Sementara Ketua Ikatan Petambak Pesisir Barat Sumatera (IPPBS)—yang menaungi 7 petambak yang terkena dampak perubahan RTRW– Agusri Syarief yang ditemui di lokasi mengaku, petambak tidak pernah diajak berembuk oleh Pemkab terkait penutupan tambak dan ganti rugi sebagai dampak dari implementasi Perda RTRW. Bahkan ketika pihaknya menawarkan diri melakukan negosiasi ganti rugi kepada Sekda setempat, malah ditolak mentah-mentah. “Ini kan namanya arogansi kekuasaan. Sementara dana yang kawan-kawan untuk berinvestasi sini mungkin hampir satu triliun.

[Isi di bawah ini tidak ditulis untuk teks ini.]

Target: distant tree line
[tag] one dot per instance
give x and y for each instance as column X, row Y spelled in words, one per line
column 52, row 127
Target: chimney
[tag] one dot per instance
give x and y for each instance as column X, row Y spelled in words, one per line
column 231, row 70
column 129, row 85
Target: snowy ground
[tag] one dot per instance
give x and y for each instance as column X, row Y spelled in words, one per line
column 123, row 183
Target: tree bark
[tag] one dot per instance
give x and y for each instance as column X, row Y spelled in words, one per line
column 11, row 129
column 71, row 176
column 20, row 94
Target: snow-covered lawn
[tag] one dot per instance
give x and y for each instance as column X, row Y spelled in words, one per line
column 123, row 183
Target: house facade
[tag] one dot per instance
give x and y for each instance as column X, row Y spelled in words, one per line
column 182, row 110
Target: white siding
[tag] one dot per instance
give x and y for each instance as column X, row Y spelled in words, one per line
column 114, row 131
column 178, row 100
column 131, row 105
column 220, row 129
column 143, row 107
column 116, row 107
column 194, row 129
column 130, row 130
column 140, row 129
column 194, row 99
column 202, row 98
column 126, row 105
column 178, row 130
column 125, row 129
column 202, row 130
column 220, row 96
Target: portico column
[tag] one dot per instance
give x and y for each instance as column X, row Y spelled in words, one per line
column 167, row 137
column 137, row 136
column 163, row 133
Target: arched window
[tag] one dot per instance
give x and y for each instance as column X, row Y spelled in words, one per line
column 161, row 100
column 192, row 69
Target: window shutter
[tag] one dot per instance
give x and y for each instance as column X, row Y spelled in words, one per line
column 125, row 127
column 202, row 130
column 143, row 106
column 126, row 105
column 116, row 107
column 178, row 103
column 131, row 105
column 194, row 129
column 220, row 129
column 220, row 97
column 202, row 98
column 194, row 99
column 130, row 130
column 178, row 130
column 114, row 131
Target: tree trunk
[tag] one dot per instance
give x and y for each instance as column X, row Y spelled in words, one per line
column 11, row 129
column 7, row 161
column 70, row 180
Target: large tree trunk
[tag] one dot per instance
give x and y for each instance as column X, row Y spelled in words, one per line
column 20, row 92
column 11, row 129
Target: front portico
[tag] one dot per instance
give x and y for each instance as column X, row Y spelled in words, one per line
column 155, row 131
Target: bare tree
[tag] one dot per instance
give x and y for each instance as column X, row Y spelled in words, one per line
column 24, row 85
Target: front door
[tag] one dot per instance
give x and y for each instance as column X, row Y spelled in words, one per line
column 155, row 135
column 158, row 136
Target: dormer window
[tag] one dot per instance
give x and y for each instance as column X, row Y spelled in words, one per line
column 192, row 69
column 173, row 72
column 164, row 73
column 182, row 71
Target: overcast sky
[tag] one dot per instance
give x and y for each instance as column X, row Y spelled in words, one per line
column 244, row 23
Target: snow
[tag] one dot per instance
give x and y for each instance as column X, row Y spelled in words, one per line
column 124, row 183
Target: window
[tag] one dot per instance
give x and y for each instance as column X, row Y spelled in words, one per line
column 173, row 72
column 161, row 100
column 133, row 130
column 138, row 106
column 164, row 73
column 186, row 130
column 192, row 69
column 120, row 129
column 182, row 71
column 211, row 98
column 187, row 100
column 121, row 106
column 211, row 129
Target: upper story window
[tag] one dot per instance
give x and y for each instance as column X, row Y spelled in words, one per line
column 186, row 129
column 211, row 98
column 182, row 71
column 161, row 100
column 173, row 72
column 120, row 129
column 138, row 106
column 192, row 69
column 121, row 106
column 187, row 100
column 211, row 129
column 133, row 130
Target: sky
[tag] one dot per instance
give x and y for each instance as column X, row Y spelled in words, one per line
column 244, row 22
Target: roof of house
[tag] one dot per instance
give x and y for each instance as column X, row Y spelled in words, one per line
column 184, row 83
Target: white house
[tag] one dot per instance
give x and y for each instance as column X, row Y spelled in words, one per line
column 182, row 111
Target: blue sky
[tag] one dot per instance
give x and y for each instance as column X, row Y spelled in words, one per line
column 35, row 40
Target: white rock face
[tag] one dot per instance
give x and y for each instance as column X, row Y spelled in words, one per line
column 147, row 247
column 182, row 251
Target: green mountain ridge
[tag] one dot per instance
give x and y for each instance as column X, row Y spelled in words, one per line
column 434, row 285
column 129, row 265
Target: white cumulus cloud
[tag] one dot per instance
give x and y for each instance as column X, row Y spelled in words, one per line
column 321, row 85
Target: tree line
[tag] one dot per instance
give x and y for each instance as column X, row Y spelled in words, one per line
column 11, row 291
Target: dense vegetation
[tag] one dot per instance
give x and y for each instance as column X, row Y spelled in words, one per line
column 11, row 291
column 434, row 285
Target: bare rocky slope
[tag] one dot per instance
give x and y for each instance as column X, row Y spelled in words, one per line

Masak baru 2 tahun sudah mau ditutup dengan alasan RTRW-nya berubah,” jelas Agusri.
Lalu sengketa penutupan 7 tambak tersebut juga sedang dalam proses mediasi yang dilakukan pihak Ombudsman RI dan hingga kini belum ada keputusan dan titik temu. “Rekomendasi terakhir dari Ombudsman adalah tidak ada tindakan apapun dari Pemkab sebelum ada keputusan dari Ombudsman RI,” lanjutnya.
Tetapi jika rekomendasi Ombudsman tidak diindahkan Pemka, ia akan mengajak angotanya yang terkena dampak dari perubahan RTRW tersebut untuk mengajukan judicial review ke MA atas Perda RTRW Kab Pesibar tersebut. Sebab jika Pemkab-pemkab lainnya bisa seenaknya mengubah RTRW dan menutup usaha yang bertentangan dengan RTRW meski baru berjalan 2-3 tahun, tidak ada pengusaha yang mau berinvestasi di Indonesia karena tidak ada jaminan hukum dalam berinvestasi.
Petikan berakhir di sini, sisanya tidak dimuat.